Desenvolve uma Música elementar, em que “através de actividades como cantar, tocar instrumentos, mimar e dançar, procura-se enriquecer o vocabulário, trabalhar a articulação, desenvolver os sentidos rítmico e melódico, levar a uma boa colocação de voz, exercitar o sistema sensório-motor. O jogo, forma espontânea da actividade infantil, o movimento e a mímica, expressões de uma linguagem naturalmente ritmada, são actividades privilegiadas” (Jos Wuytack).

A voz é o meio de expressão humana por excelência, mas todo o corpo deve também colaborar na experiência musical através do movimento, da mímica e da dança.

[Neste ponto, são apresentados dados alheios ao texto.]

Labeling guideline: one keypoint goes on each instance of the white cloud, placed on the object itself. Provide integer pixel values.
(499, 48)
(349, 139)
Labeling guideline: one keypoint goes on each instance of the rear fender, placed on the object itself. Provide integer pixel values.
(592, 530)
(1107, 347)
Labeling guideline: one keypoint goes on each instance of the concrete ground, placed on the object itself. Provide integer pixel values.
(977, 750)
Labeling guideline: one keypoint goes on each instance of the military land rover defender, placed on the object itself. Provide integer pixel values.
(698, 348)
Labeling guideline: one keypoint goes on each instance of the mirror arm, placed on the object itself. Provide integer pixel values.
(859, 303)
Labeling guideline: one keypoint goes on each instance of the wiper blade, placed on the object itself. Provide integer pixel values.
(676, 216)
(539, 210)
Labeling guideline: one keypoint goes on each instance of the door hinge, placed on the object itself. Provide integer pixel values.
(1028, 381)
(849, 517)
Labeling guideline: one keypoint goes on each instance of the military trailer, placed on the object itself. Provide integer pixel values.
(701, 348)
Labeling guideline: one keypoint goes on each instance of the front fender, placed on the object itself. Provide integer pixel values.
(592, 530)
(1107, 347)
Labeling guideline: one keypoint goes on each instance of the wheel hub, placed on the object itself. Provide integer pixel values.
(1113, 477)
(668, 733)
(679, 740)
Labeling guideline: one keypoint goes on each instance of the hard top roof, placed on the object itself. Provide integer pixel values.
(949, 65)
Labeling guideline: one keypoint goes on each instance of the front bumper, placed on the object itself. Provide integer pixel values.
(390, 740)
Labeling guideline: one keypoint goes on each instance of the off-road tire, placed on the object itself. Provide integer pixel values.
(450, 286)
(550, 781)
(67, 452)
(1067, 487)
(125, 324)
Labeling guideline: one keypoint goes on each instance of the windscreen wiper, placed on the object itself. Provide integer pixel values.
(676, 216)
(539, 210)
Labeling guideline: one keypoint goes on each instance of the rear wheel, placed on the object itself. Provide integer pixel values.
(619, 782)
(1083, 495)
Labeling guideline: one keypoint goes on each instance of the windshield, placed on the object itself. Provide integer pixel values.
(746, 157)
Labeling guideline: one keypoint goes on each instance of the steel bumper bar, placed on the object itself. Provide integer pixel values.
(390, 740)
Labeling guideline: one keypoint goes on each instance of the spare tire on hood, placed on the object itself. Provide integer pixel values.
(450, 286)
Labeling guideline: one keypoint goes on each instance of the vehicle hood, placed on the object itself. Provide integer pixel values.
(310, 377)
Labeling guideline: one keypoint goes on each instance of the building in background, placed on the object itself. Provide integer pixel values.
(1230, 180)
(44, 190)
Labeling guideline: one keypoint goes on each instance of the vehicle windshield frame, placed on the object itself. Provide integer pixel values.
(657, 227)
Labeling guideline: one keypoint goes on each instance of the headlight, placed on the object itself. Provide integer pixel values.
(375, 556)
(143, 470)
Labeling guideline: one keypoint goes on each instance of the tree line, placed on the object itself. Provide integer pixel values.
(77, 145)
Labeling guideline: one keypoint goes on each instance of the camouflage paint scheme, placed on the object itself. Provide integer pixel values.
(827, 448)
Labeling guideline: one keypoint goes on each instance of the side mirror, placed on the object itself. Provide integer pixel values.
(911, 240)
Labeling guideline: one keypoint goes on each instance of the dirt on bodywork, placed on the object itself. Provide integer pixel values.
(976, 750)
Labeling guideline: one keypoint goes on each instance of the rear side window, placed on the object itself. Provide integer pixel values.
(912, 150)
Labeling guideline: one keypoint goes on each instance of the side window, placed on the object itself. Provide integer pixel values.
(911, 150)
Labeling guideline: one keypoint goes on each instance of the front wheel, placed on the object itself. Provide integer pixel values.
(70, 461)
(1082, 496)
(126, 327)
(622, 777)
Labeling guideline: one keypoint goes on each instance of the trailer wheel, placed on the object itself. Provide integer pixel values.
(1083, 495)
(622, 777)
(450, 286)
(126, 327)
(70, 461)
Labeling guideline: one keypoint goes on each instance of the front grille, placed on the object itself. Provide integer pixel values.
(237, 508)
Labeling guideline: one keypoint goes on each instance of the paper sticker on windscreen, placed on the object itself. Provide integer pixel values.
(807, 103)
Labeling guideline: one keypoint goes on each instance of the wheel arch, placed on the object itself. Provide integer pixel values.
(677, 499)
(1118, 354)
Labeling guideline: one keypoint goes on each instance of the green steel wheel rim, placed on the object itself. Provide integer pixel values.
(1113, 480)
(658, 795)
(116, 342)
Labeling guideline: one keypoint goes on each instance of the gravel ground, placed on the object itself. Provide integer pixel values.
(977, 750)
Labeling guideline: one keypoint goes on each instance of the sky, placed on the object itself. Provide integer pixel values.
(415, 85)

Os instrumentos Orff são um meio da criança tocar um instrumento e participar na música como actividade em grupo, onde todos criam e estruturam ideias (Wuytack). A noção de qualidade também é importante, e “cada canção, peça instrumental ou dança deve ser trabalhada visando obter a máxima qualidade na sua realização” (Wuytack).

A sua contribuição mais marcante para a pedagogia musical moderna é o sistema de Audição Musical Activa, baseado na metodologia do musicograma, que foi editada em neerlandês (1972), francês (1974), português (1995) e espanhol (1996). No seu entender,

“A audição está baseada na percepção e na memória. É necessário desenvolver a memória musical, fundamental para a escuta e para a compreensão da totalidade de uma obra musical. O facto de se ver a representação gráfica da obra na sua totalidade (musicograma) é uma ajuda preciosa para a audição” (Wuytack).

No musicograma, a música é representada através de cores, símbolos e formas geométricas e não de forma tradicional, com as notas de uma partitura.

Na divulgação da metodologia Orff/Wuytack em Portugal, salienta-se o contributo da compositora Maria de Lurdes Martins, a quem se deve a adaptação portuguesa da Orff-Schulwerk e do maestro Miguel Graça Moura.

Este foi dinamizador dos Cursos Wuytack, onde os princípios pedagógicos são devidamente trabalhados, nomeadamente: a actividade (a criança deve participar sempre activamente na aula para desenvolver a atenção e a observação); a alegria (a música desenvolve as emoções); a arte (é importante que a criança desenvolva o sentido estético e artístico); o canto (a voz é o instrumento mais natural e é fundamental que as crianças cantem bem, pelo que a sua formação vocal deve ser cuidada e regular); a comunidade (ensinar tudo a todos, em grupo); a consciência (aprender é tornar-se consciente do que se faz); a criatividade (a música deve ser criativa, improvisando-a ou interpretando-a); a motricidade (a coordenação motora pode ser desenvolvida através da expressão verbal, da percussão corporal, do canto com gestos e mímica, da técnica instrumental e do movimento); o movimento (a expressão corporal, o movimento, a dança, são muito importante na Educação Musical); teoria (“a música é também uma ciência e a experiência musical completa-se com um trabalho intelectual, que desenvolve a agilidade mental” (Wuytack); e a totalidade (no processo de ensino é muito importante a relação das partes com o todo).

Nos Cursos Wuytack, a filosofia de ensino assenta na ideia de que

“O professor não é um mero transmissor de conhecimentos; deve saber comunicar com os alunos o prazer de fazer música; adaptar os materiais às idades, à personalidade dos alunos e às características do meio em que ensina e é fundamental que goste de música” (Jos Wuytack).